Bana kızabilirsiniz ama Selçuk Şahin, Arda Turan ve Burak Yılmaz'ın Milli Takımlar geleceği  tekrar gözden geçirilmeli.. Ozan Tufan ile Oğuzhan Özyakup'a bu turnuva bir beden büyük geldi! Çalhanoğlu, Nuri, Emre Mor zaten yurt dışında oynayan oyuncular bu oyuncuların profesyonellik anlayışları bizimkilerden farklı onlar kendilerini daima hazır tutacaklardır..

Gelelim Fatih Hoca'ya  dün gazetecilerle yaptığı toplantı ve bazı paylaşımlarında ayrılacağı yönünde emarelerle dolu cümleler sarf etti! Galatasaray'lılar takımın başına geçecek diye sevinebilir ama bence bu kadar problemli ve dar bütçeli takımın adı Galatasaray dahi olsa Fatih Hoca, Mustafa Denizli'nin düştüğü hataya düşmeyecektir. Ben Rusya'dan yada Ukrayna'dan bir takımın başına geçebileceğini düşünüyorum! 

Maç 3-0 bitti, aslında İspanya bir turnuva maçı değil de , farklı bir organizasyonun içinde bizi bu halimizle yakalasa 5'den aşağı atmazdı!  Elimizde kalan tek umudumuz Çek maçı var! İnanılmaz ihtimaller  gerçekleşir yine en iyi üçüncülerin arasından son 16'ya kalırsak ben şaşırmam doğrusu! O zaman “BİZ BİTTİ DEMEDEN BİTMEZ OLACAK” inşallah! 
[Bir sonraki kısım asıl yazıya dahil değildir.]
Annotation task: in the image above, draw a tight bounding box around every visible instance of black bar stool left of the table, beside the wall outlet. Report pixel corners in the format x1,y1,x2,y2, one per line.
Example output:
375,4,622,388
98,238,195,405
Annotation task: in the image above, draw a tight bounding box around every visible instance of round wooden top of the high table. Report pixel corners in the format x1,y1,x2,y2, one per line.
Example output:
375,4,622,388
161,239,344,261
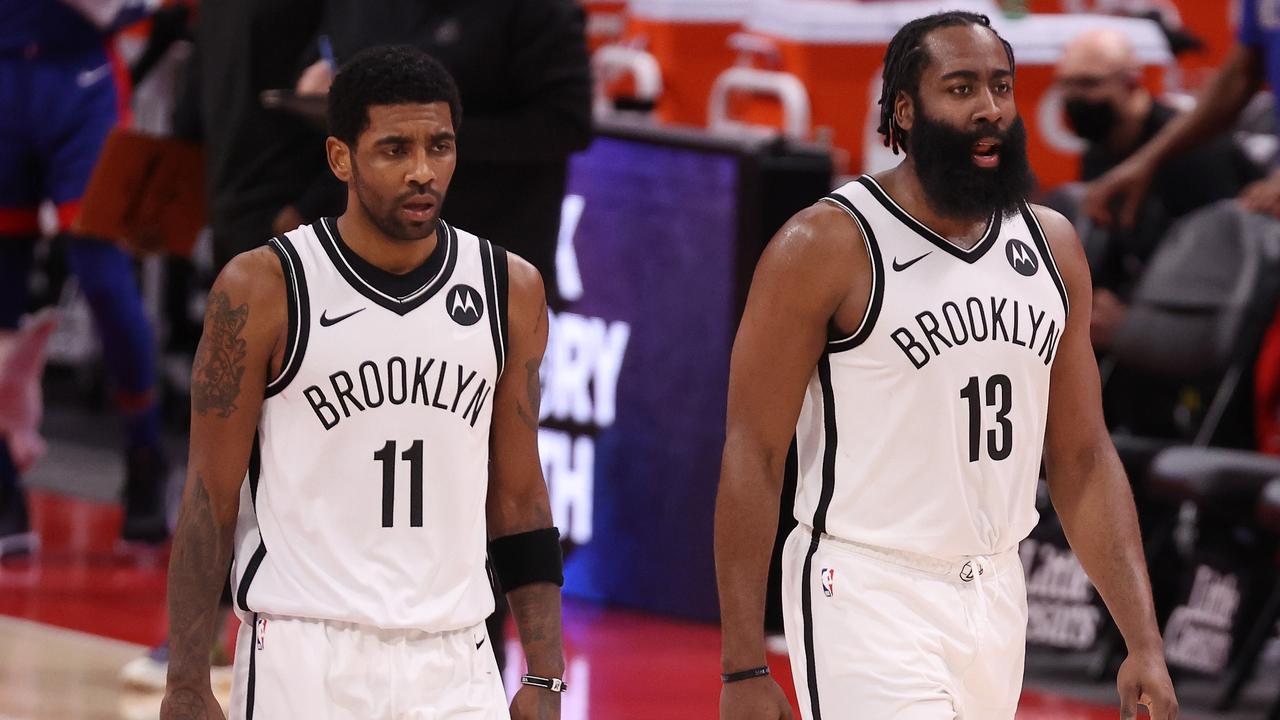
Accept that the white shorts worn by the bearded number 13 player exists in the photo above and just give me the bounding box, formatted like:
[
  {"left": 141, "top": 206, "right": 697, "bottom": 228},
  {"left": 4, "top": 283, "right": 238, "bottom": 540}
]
[{"left": 782, "top": 524, "right": 1027, "bottom": 720}]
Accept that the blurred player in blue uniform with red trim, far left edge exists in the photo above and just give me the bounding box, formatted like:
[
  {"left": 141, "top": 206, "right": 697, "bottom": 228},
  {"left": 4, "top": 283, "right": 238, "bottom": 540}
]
[{"left": 0, "top": 0, "right": 168, "bottom": 553}]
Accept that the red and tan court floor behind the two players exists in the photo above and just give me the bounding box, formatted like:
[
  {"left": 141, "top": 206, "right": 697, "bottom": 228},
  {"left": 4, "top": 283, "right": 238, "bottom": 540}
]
[{"left": 0, "top": 492, "right": 1119, "bottom": 720}]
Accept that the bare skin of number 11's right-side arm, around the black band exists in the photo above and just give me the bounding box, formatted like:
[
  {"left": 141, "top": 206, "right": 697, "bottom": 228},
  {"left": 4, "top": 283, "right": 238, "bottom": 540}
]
[{"left": 488, "top": 255, "right": 564, "bottom": 720}]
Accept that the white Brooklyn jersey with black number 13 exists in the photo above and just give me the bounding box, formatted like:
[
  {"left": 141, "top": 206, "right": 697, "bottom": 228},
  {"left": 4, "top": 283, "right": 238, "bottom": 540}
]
[{"left": 795, "top": 176, "right": 1068, "bottom": 557}]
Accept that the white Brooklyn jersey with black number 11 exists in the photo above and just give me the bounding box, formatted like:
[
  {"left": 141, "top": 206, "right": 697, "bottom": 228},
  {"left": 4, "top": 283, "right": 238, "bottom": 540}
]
[{"left": 233, "top": 219, "right": 507, "bottom": 632}]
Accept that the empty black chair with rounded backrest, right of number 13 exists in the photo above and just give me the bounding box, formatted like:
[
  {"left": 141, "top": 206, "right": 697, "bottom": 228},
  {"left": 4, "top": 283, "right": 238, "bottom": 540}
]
[{"left": 1091, "top": 200, "right": 1280, "bottom": 679}]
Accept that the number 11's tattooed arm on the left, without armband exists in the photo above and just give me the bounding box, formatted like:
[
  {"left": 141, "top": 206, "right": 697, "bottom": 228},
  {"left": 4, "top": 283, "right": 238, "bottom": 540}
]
[{"left": 160, "top": 249, "right": 287, "bottom": 720}]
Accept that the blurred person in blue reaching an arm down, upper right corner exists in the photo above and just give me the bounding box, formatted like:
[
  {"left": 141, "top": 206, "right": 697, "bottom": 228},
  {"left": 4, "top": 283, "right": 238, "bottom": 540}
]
[{"left": 1084, "top": 0, "right": 1280, "bottom": 228}]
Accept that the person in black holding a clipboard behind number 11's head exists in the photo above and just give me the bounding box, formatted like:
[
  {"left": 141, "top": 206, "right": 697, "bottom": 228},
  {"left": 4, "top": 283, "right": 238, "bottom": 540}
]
[{"left": 298, "top": 0, "right": 591, "bottom": 304}]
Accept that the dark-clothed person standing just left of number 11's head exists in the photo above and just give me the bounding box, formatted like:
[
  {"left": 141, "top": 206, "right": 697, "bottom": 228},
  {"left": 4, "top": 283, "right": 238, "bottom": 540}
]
[{"left": 179, "top": 0, "right": 346, "bottom": 269}]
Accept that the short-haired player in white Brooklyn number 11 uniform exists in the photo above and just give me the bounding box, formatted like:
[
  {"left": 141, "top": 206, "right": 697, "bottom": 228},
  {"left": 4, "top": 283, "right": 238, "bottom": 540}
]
[{"left": 160, "top": 47, "right": 564, "bottom": 720}]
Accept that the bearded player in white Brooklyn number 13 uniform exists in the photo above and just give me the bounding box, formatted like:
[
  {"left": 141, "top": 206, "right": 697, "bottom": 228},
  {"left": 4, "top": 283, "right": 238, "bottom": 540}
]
[{"left": 716, "top": 12, "right": 1178, "bottom": 720}]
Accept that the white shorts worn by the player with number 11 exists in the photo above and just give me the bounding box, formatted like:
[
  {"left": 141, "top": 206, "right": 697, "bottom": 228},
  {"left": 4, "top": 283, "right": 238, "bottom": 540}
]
[{"left": 230, "top": 614, "right": 509, "bottom": 720}]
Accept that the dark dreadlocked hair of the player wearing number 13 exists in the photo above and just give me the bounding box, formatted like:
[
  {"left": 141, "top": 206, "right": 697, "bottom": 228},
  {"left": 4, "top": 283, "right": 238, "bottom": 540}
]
[{"left": 877, "top": 10, "right": 1014, "bottom": 155}]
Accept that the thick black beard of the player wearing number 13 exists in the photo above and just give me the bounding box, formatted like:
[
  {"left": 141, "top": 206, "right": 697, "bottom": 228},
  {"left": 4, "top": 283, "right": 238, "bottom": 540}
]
[{"left": 908, "top": 102, "right": 1036, "bottom": 220}]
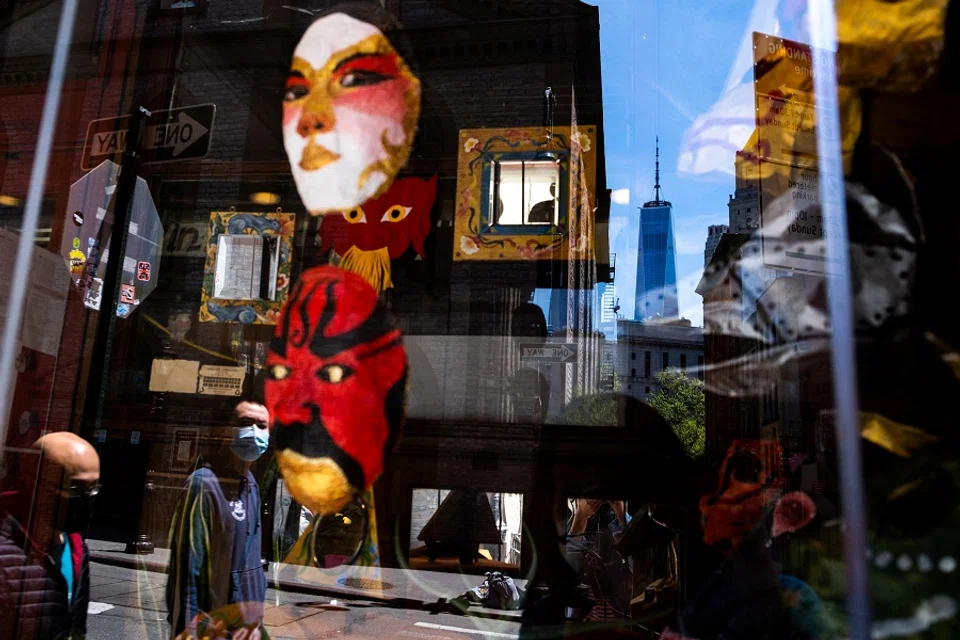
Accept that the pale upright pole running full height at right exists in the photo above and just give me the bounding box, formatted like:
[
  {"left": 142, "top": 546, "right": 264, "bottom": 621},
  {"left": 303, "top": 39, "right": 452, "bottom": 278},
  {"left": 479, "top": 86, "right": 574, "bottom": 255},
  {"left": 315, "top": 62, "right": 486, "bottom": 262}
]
[{"left": 809, "top": 0, "right": 871, "bottom": 640}]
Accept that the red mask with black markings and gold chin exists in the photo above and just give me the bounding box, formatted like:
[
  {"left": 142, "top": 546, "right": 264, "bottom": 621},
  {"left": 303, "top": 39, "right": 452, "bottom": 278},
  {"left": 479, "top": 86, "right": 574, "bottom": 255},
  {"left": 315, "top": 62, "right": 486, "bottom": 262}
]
[{"left": 265, "top": 266, "right": 407, "bottom": 515}]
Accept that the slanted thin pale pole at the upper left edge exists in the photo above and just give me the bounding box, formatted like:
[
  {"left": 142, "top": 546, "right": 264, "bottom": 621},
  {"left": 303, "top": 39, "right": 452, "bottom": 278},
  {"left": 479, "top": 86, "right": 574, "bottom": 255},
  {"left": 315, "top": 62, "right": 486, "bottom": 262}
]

Son paragraf sevgili kaptanımız Arda'ya,  Toni Schumacher'in dediği gibi “ZİRVEYE ÇIKMAK ZORDUR, AMA ZİRVEDE SÜREKLİ KALMAK DAHA ZORDUR” iniş başlamışsa geçmiş olsun kaptan!  Artık futbolu herkes biliyor, önünde 30-40 metre boş alan var ve sen topu hızlı şekilde oraya sürmüyor ve takımını öne taşımıyorsan seyirci seni protesto eder..  Neden mi ? Masterlerin maçlarını seyrediyorum, oradada 40-50 metreye durarak top atıp, topu arkadaşının ağzının içine düşüren bir sürü yetenekli adam var!  Sen Barcelona da oynuyorsun seyircinin senden farklı bir şeyler istemesine el kol hareketi yaparak tepki vermeyeceksin!. Milli Takımların bütün reklamlarında başrolde sen varsın unutma !!!